CommonBond student loan customer service representatives who are not part of the Money Mentors program can be reached by phone or by email, but the customer service hours are not advertised on the site. In fact, we couldn't find any mention of customer service hours, though there is a phone number. This is probably due to the fact that CommonBond student loans are serviced by a company called FirstMark. Our best guess is that you can reach a customer care representative between 9am and 6pm on weekdays. Current borrowers can probably reach their assigned Money Mentor at more specific hours once a loan has been secured. 

CommonBond Student Loans: What happens if I can't pay my student loan?

Prospective and current CommonBond student loan borrowers may remain in the dark about forbearance and deferment options until they find themselves in financial hardship.
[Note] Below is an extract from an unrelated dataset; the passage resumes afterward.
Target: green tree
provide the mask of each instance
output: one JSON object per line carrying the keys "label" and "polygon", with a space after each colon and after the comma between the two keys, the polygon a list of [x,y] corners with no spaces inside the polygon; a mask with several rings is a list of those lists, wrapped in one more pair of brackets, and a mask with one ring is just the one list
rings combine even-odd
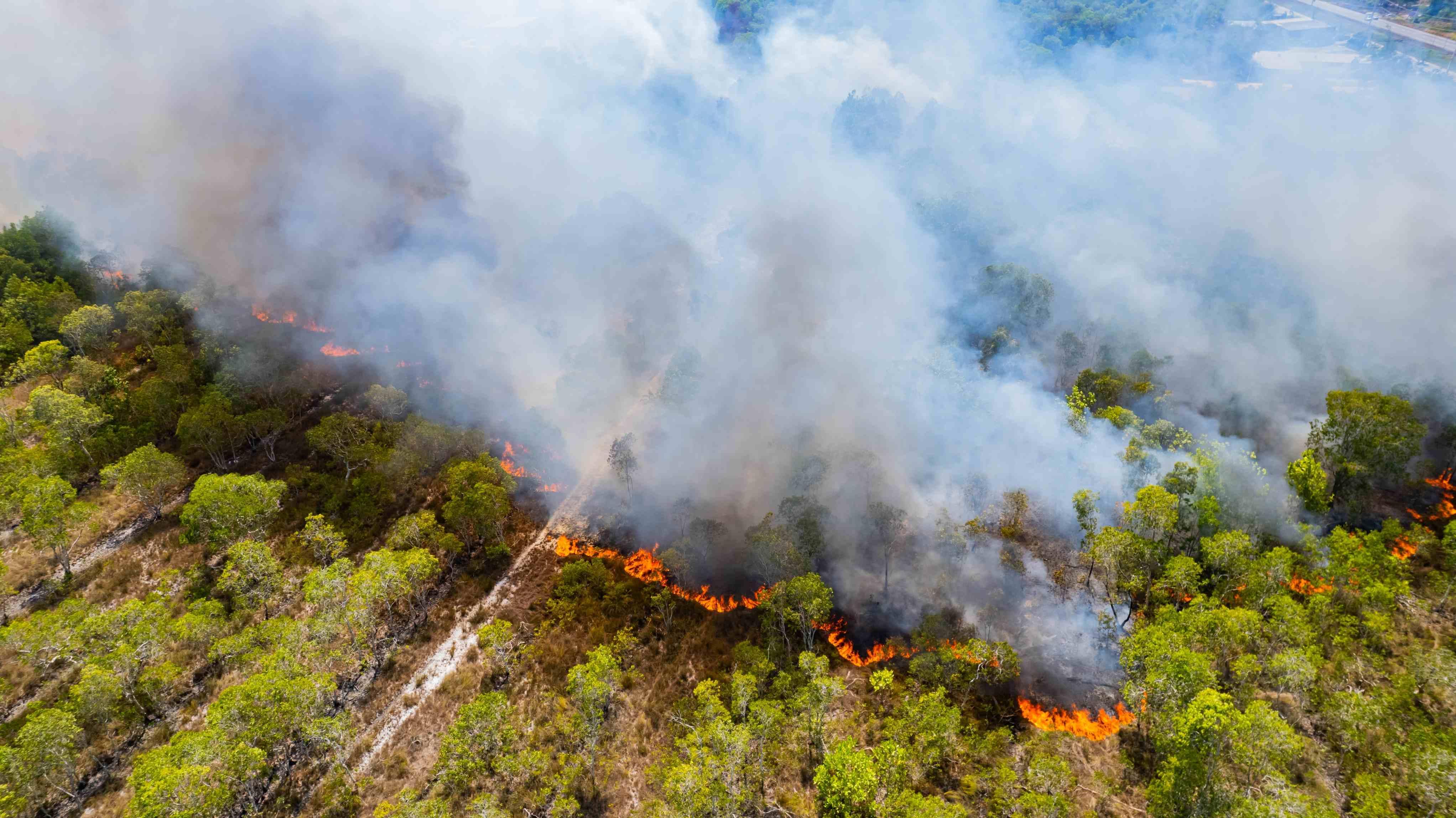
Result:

While CommonBond's policy is quite generous, qualifications for forbearance remain unclear. Unemployment, perhaps the most common form of financial hardship, may result in granted payment deferment, but we think it's safer to say that cases are evaluated individually. 

CommonBond Student Loans: What borrowers and cosigners have to say

Many borrowers and cosigners have expressed disappointment in CommonBond's rates. While CommonBond advertises a healthy range for both variable and fixed rates, the lower ends of each range being quite competitive, many have complained that it's hard to qualify for a good rate, despite their great credit and sufficient income. While there is no official credit score minimum, we found that most borrowers have credit scores over 750 and have an income of over $100k. This isn't very attainable criteria for many borrowers, even the most affluent ones. 

What type of borrower is a CommonBond student loan best for?

Based on customer complaints and the nitty gritty details of CommonBond student loans, we recommend that only student and cosigners with sufficient income and stellar credit scores submit an application. Because CommonBond doesn't do a hard credit pull, it can't hurt to submit an application for an interest rate quote. However, we warn that you may be disappointed by the results and recommend that only those who are sure of their financial situation apply. Additionally, we recommend that only students with surefire cosigners with whom they have a stable relationship opt for CommonBond. 

CommonBond student loans versus federal student loans

We highly recommend that student loan borrowers opt for Federal student loans over a private lender like CommonBond - we believe that the benefits of Federal student loans greatly outweigh any perks private lenders can offer. However, if you are in need of additional funding beyond what the Federal government can offer you and what scholarships you can earn, private lenders like CommonBond are the way to go. CommonBond may not be the best overall option for supplemental student loans, but it may suit a certain type of borrower more than others. 

CommonBond Student Loans: Verdict

CommonBond appears to be a good choice for certain student borrowers, but we don't recommend it for all. The necessity of having a cosigner can be a hard hurdle to overcome for some students who may not have that kind of support immediately available to them. Based on multiple customer reports, we also suggest that only older, more financially stable students consider CommonBond.